Des coups de feu entendus depuis le centre administratif de la capitale guinéenne – témoins
4 novembre (Reuters) - Des véhicules militaires et des forces spéciales ont été aperçus samedi dans les rues de la capitale guinéenne alors que des coups de feu retentissaient depuis et à proximité du centre administratif, la péninsule de Kaloum, ont déclaré à Reuters quatre habitants.
Selon eux, les coups de feu ont été entendus pour la première fois vers 4 heures du matin, heure locale (04h00 GMT), après quoi la sécurité a été renforcée dans les rues de Conakry et l'entrée de Kaloum a été bloquée.
"Il y a eu beaucoup de coups de feu la nuit vers 4 heures du matin et encore ce matin, nous entendons des coups de feu", a déclaré par téléphone à Reuters Aminata Soumah, une habitante de Kaloum.
Les autorités n'ont pas pu être jointes dans l'immédiat pour commenter la situation à Conakry.

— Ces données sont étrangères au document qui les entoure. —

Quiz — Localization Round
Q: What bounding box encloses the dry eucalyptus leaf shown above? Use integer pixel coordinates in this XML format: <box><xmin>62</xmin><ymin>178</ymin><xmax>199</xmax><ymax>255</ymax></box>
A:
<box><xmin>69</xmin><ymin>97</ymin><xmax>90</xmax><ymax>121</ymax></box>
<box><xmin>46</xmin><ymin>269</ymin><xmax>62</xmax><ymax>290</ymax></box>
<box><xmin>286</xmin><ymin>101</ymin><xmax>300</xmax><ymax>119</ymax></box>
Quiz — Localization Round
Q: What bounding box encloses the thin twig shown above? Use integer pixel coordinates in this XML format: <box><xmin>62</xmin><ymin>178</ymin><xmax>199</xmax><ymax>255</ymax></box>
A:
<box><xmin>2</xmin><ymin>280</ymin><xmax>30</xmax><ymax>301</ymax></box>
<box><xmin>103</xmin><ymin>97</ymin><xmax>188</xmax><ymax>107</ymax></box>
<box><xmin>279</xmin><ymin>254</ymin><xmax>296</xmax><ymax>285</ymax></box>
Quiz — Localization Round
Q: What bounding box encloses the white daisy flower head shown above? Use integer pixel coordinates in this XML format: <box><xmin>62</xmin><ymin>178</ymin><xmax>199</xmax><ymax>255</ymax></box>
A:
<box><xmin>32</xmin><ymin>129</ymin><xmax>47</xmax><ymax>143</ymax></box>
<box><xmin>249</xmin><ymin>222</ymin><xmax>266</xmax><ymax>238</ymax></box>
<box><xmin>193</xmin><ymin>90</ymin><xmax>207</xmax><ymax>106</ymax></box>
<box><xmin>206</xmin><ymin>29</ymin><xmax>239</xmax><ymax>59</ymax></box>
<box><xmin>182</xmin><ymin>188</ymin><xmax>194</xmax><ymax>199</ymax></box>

Une source militaire, s'exprimant sous couvert d'anonymat, a confirmé que des tirs pouvaient être entendus autour de Kaloum mais a refusé de fournir plus de détails.
Le palais présidentiel et d'autres bâtiments administratifs officiels se trouvent à Kaloum et c'est également là que l'ancien chef de la junte militaire de 2008, Moussa Dadis Camara, est emprisonné avec d'autres soldats.
Les médias locaux, citant des sources, ont déclaré que l'insécurité à Conakry était liée à une tentative armée visant à faire sortir Camara et d'autres de prison. Reuters n'a pas été en mesure de le vérifier dans l'immédiat.
La Guinée est gouvernée par le chef militaire Mamady Doumbouya, qui a pris le pouvoir lors d'un coup d'État en 2021 - l'un des huit en Afrique de l'Ouest et centrale au cours des trois dernières années. Le Mali, le Niger, le Burkina Faso, le Tchad et le Gabon sont également dirigés par des militaires.